Family seeks asylum from persecution over Christian beliefs

| Apr 10, 2013 | US Immigration Law |

In Miami, there are many people from other countries and their reasons for coming to the United States vary. One may be a refugee from a country torn by war or devastated by a natural disaster. Another may have come for the economic opportunities that America represents, hoping to obtain permanent legal status. With immigration law about to undergo a major reformation, it is also important to remember that some come here so that they can escape persecution for their beliefs.

A court battle has emerged over the desire of a German family to be given asylum. Their case is being heard by a state appeals court after Immigration and Customs Enforcement appealed a lower court’s ruling that gave it to them. The question seems to be over whether the family actually qualifies for asylum status.

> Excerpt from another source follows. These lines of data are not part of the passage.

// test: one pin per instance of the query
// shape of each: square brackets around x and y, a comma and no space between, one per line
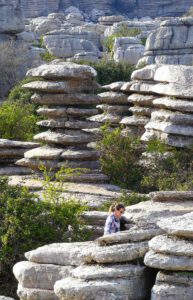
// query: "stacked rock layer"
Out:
[10,152]
[89,270]
[164,98]
[114,105]
[67,99]
[173,254]
[171,43]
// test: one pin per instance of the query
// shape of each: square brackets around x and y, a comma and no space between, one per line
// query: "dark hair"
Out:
[116,206]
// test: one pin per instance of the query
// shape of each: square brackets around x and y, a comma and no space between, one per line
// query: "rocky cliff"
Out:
[133,8]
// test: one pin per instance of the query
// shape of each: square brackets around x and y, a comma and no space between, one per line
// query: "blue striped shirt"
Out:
[112,225]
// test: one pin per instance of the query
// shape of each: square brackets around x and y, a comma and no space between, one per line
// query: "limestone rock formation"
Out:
[171,43]
[131,8]
[64,92]
[128,49]
[10,152]
[173,252]
[67,273]
[11,16]
[113,104]
[164,100]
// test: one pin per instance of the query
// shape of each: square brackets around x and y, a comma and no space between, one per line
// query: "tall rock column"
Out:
[67,97]
[172,253]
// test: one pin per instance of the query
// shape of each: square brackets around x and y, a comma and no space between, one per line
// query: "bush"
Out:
[123,31]
[18,121]
[169,168]
[190,12]
[166,169]
[26,223]
[47,56]
[119,159]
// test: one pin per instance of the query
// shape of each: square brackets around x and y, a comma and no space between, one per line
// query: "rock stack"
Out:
[67,99]
[163,97]
[114,104]
[86,270]
[128,49]
[10,152]
[171,43]
[173,254]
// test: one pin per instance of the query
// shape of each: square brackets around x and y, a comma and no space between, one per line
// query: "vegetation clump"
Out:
[123,31]
[122,160]
[26,222]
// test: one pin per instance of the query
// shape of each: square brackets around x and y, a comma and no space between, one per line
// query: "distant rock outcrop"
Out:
[171,43]
[163,103]
[133,8]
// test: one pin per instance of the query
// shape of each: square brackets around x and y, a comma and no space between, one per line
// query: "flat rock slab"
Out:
[116,253]
[113,98]
[176,117]
[81,112]
[114,109]
[170,128]
[67,87]
[63,70]
[141,100]
[63,254]
[4,143]
[35,294]
[56,112]
[150,212]
[135,120]
[177,104]
[132,235]
[94,272]
[171,245]
[171,196]
[5,298]
[92,189]
[39,276]
[66,99]
[79,154]
[10,171]
[177,278]
[166,291]
[168,262]
[120,289]
[115,86]
[179,141]
[142,111]
[44,153]
[65,137]
[179,226]
[103,118]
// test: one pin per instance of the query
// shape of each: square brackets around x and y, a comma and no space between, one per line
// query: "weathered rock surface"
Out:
[171,43]
[128,49]
[172,285]
[39,276]
[181,226]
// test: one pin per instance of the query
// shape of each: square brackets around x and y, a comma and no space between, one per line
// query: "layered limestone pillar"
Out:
[172,253]
[89,270]
[10,152]
[163,104]
[114,105]
[66,98]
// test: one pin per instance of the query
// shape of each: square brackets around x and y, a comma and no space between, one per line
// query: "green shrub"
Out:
[123,31]
[47,56]
[27,223]
[166,169]
[171,170]
[190,12]
[119,159]
[18,121]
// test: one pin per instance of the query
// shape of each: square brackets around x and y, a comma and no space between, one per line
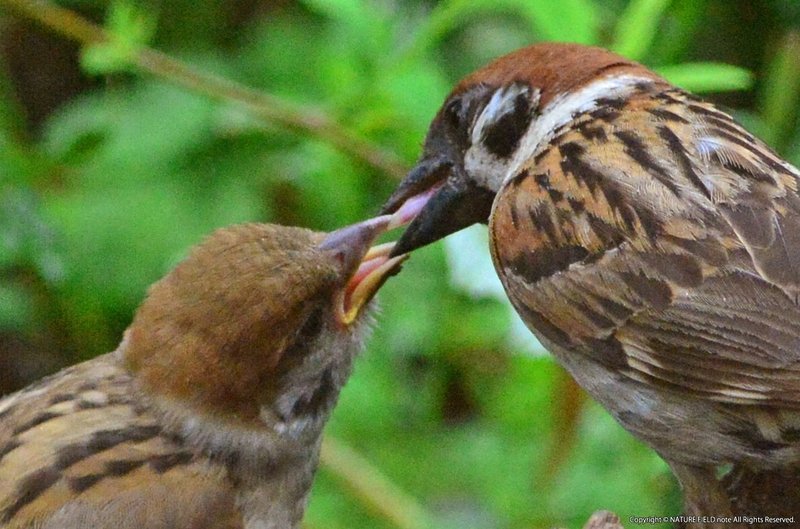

The family came to the United States so that they could homeschool their children and raise them according to their Christian beliefs. Germany’s laws prohibit parents from being able to do this and the family says they were legally persecuted, forced to pay fines and faced with property being confiscated. The question is whether the family’s fear of being persecuted by the German legal system is enough to qualify for asylum.

This is not the first time that a German family has been prosecuted under German laws for religious beliefs and one study actually found that Germans view religion with hostility. If the appeals court upholds the lower court’s decision to grant the family asylum, it could help others who are facing legal consequences because of their beliefs. For people seeking asylum, it may be a good idea to talk with an attorney about how they may be able to qualify.